Separation of Variables and Superintegrability on Riemannian Coverings

TL;DR

This paper explores how separation of variables and superintegrability properties of Hamiltonian systems are affected by the parameter on Riemannian coverings of constant-curvature manifolds, linking geometric structures to integrable systems.

Contribution

It introduces Stäckel separable coordinates on Riemannian coverings and analyzes their superintegrability, revealing dependence on the parameter $k$ for the first time.

Findings

Identification of Stäckel separable coordinates on covering manifolds.

Analysis of superintegrability dependence on the parameter $k$.

Connection to known superintegrable systems like the Tremblay-Turbiner-Winternitz system.

Abstract

We introduce St\"ackel separable coordinates on the covering manifolds $M_k$, where $k$ is a rational parameter, of certain constant-curvature Riemannian manifolds with the structure of warped manifold.

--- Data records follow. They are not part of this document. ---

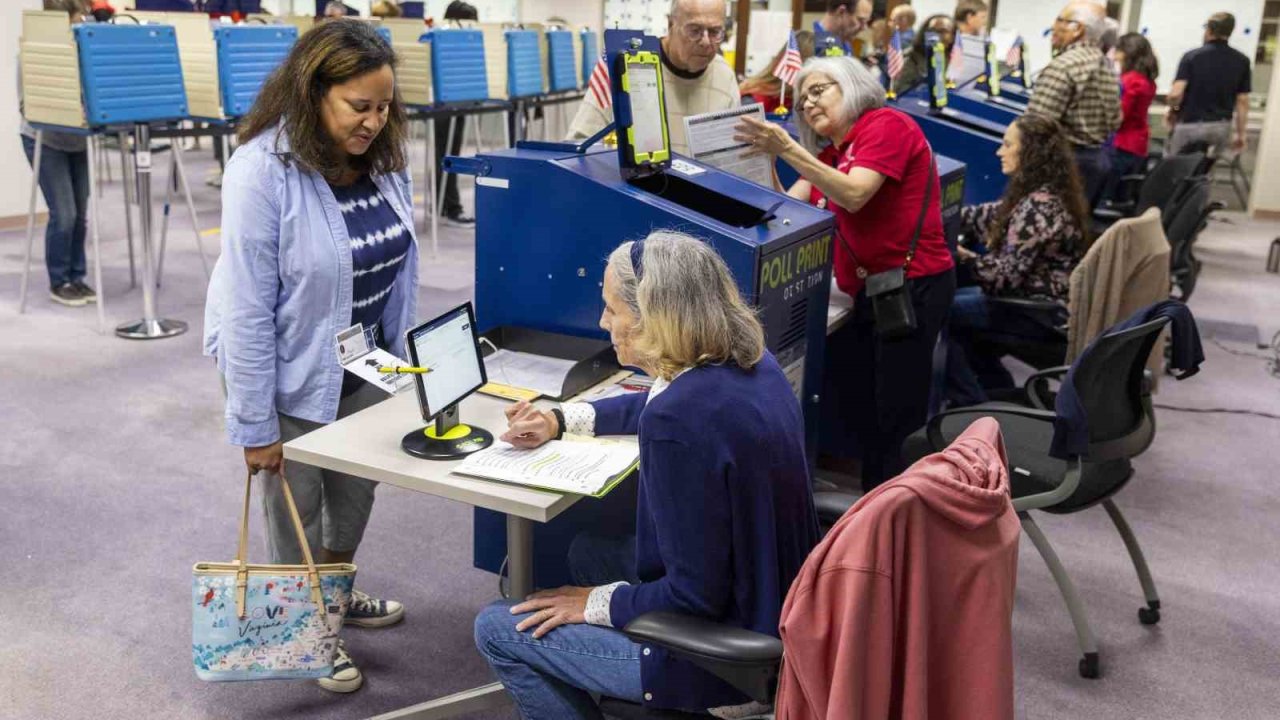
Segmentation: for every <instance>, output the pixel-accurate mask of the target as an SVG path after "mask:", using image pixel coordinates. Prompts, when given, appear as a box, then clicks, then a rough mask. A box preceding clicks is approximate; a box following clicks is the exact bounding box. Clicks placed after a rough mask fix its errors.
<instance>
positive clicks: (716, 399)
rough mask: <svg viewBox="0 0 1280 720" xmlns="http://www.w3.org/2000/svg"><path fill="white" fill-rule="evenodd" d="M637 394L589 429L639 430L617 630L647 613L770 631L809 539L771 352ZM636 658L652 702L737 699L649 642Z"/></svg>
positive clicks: (800, 490)
mask: <svg viewBox="0 0 1280 720" xmlns="http://www.w3.org/2000/svg"><path fill="white" fill-rule="evenodd" d="M646 400H648V396H646V395H640V393H636V395H627V396H621V397H611V398H607V400H602V401H598V402H593V404H591V405H593V406H594V407H595V433H596V434H632V433H637V434H639V436H640V480H639V482H640V487H639V500H637V507H636V571H637V575H639V578H640V580H641V582H640V583H639V584H634V585H622V587H620V588H618V589H616V591H614V593H613V600H612V602H611V605H609V615H611V619H612V621H613V625H614V626H617V628H622V626H625V625H626V624H627V623H630V621H631V620H632V619H634V618H636V616H637V615H643V614H645V612H649V611H654V610H667V611H675V612H684V614H687V615H695V616H700V618H708V619H712V620H717V621H719V623H724V624H728V625H735V626H739V628H748V629H751V630H755V632H758V633H768V634H771V635H774V637H777V634H778V615H780V614H781V611H782V601H783V600H785V598H786V594H787V589H788V588H790V587H791V582H792V580H794V579H795V577H796V574H797V573H799V571H800V566H801V565H803V564H804V560H805V557H806V556H808V555H809V551H810V550H813V547H814V546H815V544H817V542H818V519H817V515H815V512H814V507H813V493H812V489H810V487H809V466H808V462H806V460H805V455H804V416H803V415H801V411H800V404H799V401H797V400H796V396H795V393H794V392H792V391H791V384H790V383H788V382H787V378H786V375H783V374H782V369H781V368H780V366H778V363H777V360H774V357H773V355H769V354H765V356H764V359H763V360H762V361H760V363H759V364H758V365H756V366H755V368H754V369H751V370H742V369H741V368H739V366H737V365H705V366H700V368H694V369H690V370H687V372H686V373H685V374H682V375H681V377H680V378H677V379H676V380H675V382H672V384H671V386H669V387H668V388H667V389H666V391H663V392H662V395H659V396H658V397H655V398H653V402H649V404H648V405H645V402H646ZM650 650H652V652H650V653H649V655H643V656H641V660H640V674H641V682H643V684H644V691H645V693H648V696H649V697H652V700H649V701H646V705H650V706H653V707H667V708H682V710H705V708H709V707H719V706H723V705H739V703H744V702H748V701H749V698H748V697H746V696H744V694H742V693H740V692H737V691H736V689H733V688H732V687H731V685H728V684H727V683H724V682H722V680H719V679H718V678H716V676H714V675H712V674H709V673H707V671H704V670H701V669H699V667H696V666H695V665H692V664H689V662H685V661H681V660H677V659H675V657H671V656H668V655H667V653H666V652H663V651H662V650H660V648H657V647H654V648H650Z"/></svg>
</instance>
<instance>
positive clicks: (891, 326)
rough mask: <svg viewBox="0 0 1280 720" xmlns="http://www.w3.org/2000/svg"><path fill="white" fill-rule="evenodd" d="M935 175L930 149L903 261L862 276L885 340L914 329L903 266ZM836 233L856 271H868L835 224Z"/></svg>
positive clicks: (882, 337) (908, 252)
mask: <svg viewBox="0 0 1280 720" xmlns="http://www.w3.org/2000/svg"><path fill="white" fill-rule="evenodd" d="M937 174H938V165H937V161H936V160H934V159H933V151H932V150H931V151H929V179H928V182H927V183H925V184H924V206H923V208H920V217H919V218H918V219H916V220H915V232H914V233H913V234H911V243H910V245H909V246H908V249H906V261H905V263H902V266H901V268H893V269H891V270H884V272H883V273H876V274H873V275H865V278H867V297H868V299H870V301H872V320H873V323H874V325H876V334H877V336H879V337H882V338H884V340H897V338H902V337H906V336H909V334H911V333H913V332H915V325H916V323H915V306H914V305H913V304H911V281H909V279H908V278H906V269H908V268H909V266H910V265H911V259H913V258H915V245H916V242H918V241H919V240H920V231H923V229H924V217H925V215H927V214H928V211H929V202H931V201H932V200H933V179H934V178H936V177H937ZM836 236H837V237H840V242H841V243H842V245H844V246H845V251H846V252H849V256H850V258H852V259H854V263H858V270H859V274H863V273H865V272H867V270H864V269H863V265H861V263H860V261H859V260H858V255H855V254H854V249H852V247H851V246H850V245H849V241H847V240H845V236H844V233H841V232H840V229H838V225H837V229H836Z"/></svg>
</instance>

These covering manifolds appear implicitly in literature as connected with superintegrable systems with polynomial in the momenta first integrals of arbitrarily high degree, such as the Tremblay-Turbiner-Winternitz system. We study here for the first time multiseparability and superintegrability of natural Hamiltonian systems on these manifolds and see how these properties depend on the parameter $k$.